Salmon Roe, also known as Salmon Caviar or Ikura, is the ripe internal egg masses or recently released external egg masses of Salmon. It is eaten as seafood, either cooked in as an ingredient or eaten raw as a form of caviar, which is considered a delicacy. Salmon Roe can be fairly expensive, so it’s important to make sure it doesn’t go to waste.
Salmon Roe in a sealed container can last in the refrigerator for up to a year. However, if you have opened the container it should be consumed within 3 days. Frozen caviar that has been thawed should be used within 10 days, and should not be refrozen.
Can You Freeze Salmon Roe?
Salmon roe can indeed be put in the freezer, but it’s important to note that it is likely to alter the taste and texture. If you are purchasing fresh salmon roe and plan on putting it into the freezer, you should plan to do so within a couple of days. To preserve the roe as much as you can, there is a delicate process to follow to get the best results.
Start by gently rinsing the salmon roe in a colander and allowing all excess moisture to drain. Once it’s mostly dry, salt it with odorless olive oil. There is no need to stir, simply shake the roe around a bit to get it nicely coated. The oil will help preserve the shape and feel of the eggs while they are being frozen. Once salted, place them in a glass air-tight container. It’s important to never use metal because it can cause the roe to oxidize and taste metallic, and not even worth saving. This is the same reason you never see people eating caviar with metal spoons.
Once the salmon roe has been sealed in the air-tight container, place it in the back of the freezer where it can stay for up to a year, as long as the temperature doesn’t fluctuate too much. Keeping it at around 0°F should do the trick. Once you decide to defrost your salmon roe, you can not re-freeze it. Not only does it deplete the roe of all beneficial vitamins, and change the texture, it can also be dangerous.
How is Salmon Roe Collected?
There are two ways you can collect salmon roe, one way they are alive, and the other they are killed before the collecting takes place. When a salmon is going to be killed for caviar, the rest of the fish does not go to waste.
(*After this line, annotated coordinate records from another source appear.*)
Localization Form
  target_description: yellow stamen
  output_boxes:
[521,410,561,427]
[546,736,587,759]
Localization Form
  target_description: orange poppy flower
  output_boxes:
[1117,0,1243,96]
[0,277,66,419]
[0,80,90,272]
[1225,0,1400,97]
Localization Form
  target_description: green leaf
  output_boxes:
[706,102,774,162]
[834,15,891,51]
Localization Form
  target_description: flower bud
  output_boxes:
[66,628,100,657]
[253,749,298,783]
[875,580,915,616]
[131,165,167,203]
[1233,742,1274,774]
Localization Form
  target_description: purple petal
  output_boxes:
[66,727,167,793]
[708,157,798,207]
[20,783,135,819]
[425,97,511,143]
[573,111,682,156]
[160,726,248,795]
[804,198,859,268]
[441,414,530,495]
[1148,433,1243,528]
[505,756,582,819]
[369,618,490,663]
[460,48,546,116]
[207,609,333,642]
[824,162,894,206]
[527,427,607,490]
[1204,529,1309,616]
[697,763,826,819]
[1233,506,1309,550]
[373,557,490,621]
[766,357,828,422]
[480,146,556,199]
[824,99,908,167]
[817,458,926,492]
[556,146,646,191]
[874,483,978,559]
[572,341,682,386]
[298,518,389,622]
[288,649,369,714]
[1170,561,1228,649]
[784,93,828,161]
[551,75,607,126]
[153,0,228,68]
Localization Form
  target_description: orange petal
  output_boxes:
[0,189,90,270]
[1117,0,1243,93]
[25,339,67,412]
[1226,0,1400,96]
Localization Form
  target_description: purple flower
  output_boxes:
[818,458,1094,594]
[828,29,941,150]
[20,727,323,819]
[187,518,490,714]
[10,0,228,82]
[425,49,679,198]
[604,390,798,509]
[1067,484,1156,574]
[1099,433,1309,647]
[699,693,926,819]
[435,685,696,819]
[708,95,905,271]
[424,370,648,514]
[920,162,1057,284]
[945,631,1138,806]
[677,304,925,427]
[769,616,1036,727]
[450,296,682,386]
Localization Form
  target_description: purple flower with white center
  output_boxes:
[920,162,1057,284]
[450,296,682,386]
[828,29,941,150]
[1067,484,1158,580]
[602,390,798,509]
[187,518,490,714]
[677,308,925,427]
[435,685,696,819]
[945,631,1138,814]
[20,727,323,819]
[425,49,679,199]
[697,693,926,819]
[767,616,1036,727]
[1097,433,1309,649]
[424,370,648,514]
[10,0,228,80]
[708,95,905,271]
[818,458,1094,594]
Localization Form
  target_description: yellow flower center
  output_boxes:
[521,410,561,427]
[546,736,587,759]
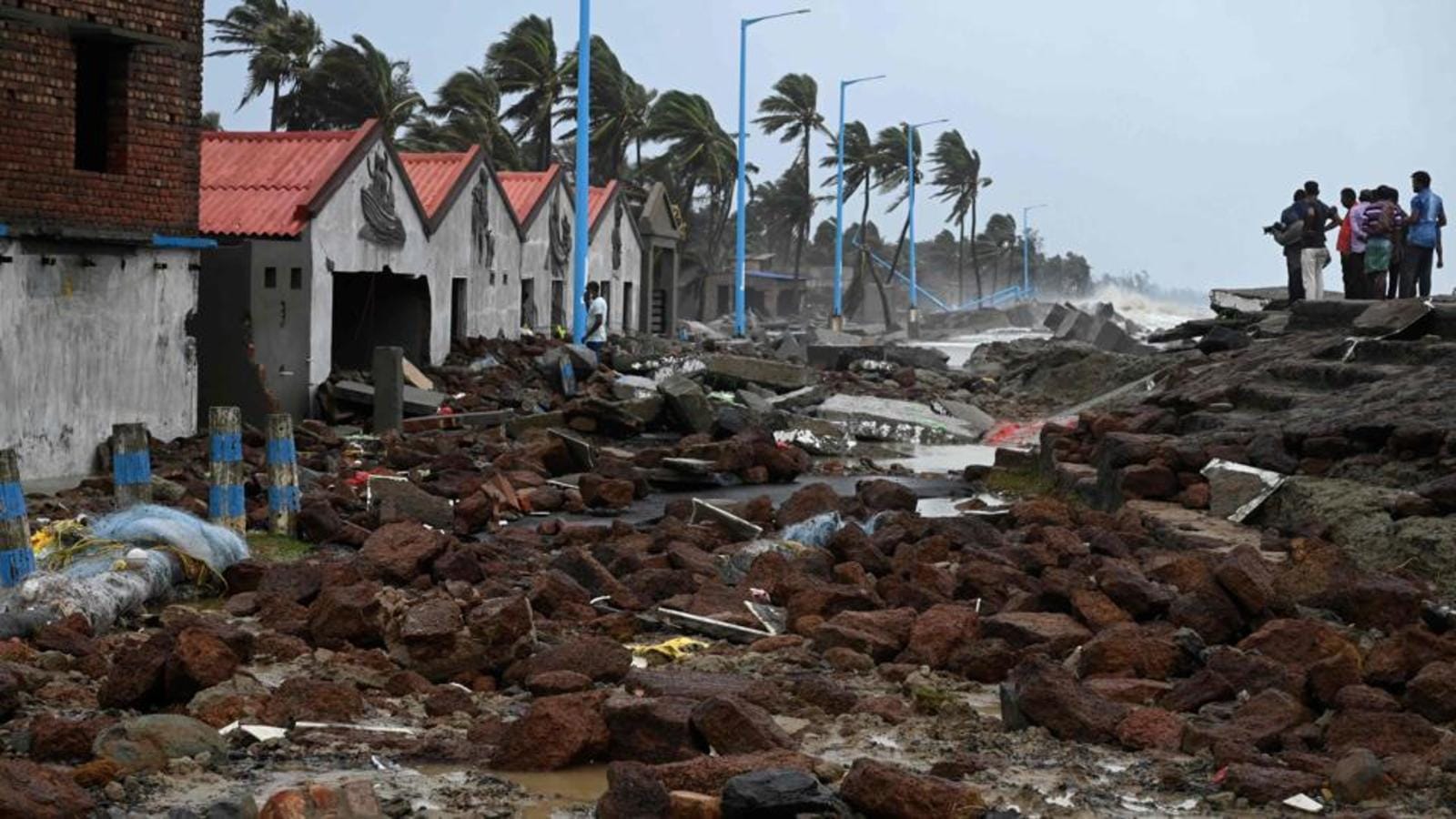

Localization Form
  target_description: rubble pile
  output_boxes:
[8,308,1456,819]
Salmon is relatively expensive in and of itself, so any females killed for caviar would be sold for their meat like any other.
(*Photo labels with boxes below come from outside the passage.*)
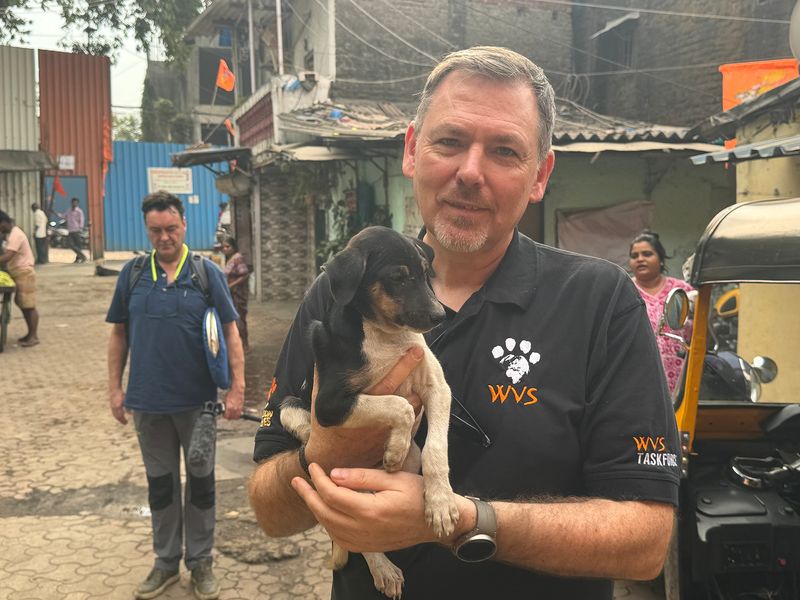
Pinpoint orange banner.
[217,58,236,92]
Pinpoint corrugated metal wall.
[39,50,111,257]
[0,46,41,237]
[105,142,228,250]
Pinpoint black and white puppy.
[281,227,458,598]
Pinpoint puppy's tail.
[281,396,311,443]
[329,541,349,571]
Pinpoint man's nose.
[458,144,484,186]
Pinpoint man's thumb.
[331,468,391,491]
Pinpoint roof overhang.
[0,150,58,173]
[691,135,800,165]
[687,78,800,140]
[589,11,639,40]
[171,147,252,167]
[184,0,274,38]
[552,142,719,154]
[254,144,390,167]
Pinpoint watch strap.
[465,496,497,538]
[453,496,497,563]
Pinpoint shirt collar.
[419,227,539,309]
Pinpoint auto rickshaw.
[661,198,800,600]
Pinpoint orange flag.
[217,58,236,92]
[53,175,67,198]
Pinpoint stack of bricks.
[261,169,314,300]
Luckily, in modern times, it’s a relatively painless process for the fish. They are placed into cool water and generally rendered unconscious. The fishermen then use a cesarian-type method to remove the eggs, which must be removed immediately to avoid the carcass releasing a harmful chemical that renders the eggs inedible.
There is a way to “milk” salmon roe out without killing the fish, but, as you can imagine, it is a tedious and strangely intimate process. The fish are given an ultrasound to determine if it is the appropriate time to milk them and if so, are put under anesthesia. Then, a professional comes and either use a table or simply places the fish on their lap, providing slow, gentle strokes down the belly with enough pressure to coax out the roe. Yes, it’s definitely as weird as it sounds.
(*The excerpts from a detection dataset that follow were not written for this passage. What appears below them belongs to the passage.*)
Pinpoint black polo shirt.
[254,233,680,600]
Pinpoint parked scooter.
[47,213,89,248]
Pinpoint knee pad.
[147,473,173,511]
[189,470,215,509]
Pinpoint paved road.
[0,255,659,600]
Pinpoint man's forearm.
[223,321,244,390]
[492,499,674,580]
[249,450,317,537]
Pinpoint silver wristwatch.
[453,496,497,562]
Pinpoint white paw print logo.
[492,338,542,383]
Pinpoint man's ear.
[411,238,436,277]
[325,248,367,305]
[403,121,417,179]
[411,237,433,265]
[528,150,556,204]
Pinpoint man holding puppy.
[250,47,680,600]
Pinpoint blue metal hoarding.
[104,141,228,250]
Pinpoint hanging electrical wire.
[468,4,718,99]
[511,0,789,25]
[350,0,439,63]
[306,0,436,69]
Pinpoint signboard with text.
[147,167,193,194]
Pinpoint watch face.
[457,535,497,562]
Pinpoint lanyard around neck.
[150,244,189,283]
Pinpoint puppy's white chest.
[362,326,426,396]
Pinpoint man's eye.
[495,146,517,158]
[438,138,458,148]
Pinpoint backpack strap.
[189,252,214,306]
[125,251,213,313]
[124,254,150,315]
Some producers say that fish roe takes on the characteristics of its’s environment. This could mean that hand-milked salmon roe tastes better than some that might be cut out of a dead fish. Or, that happy and healthy farmed salmon make tastier roe than that of a stressed-out wild-caught fish.
The competition for who can come out with the best of the best in the world of caviar continues to rage on, but it really is just a matter of personal preference. The benefit of hand-milking salmon for their roe is that the fish is kept alive, happy, and healthy until it spawns again in another couple of years.
We’ve seen the tedious work that goes into collecting fish roe, and why it’s likely to be on the expensive end of the grocery spectrum. Proper storing of salmon roe can help ensure it doesn’t go to waste, and maintain its uniquely delicate taste and feel. Whether you keep it in the refrigerator, freezer, or are able to eat it all up before worrying about it going bad.
Salmon are Diadromous, which means they do well in both fresh and saltwater. While some populations are healthier than others, they are not considered endangered and are a fairly sustainable food source all over the world. Salmon Roe is just another great way for us to utilize this resource.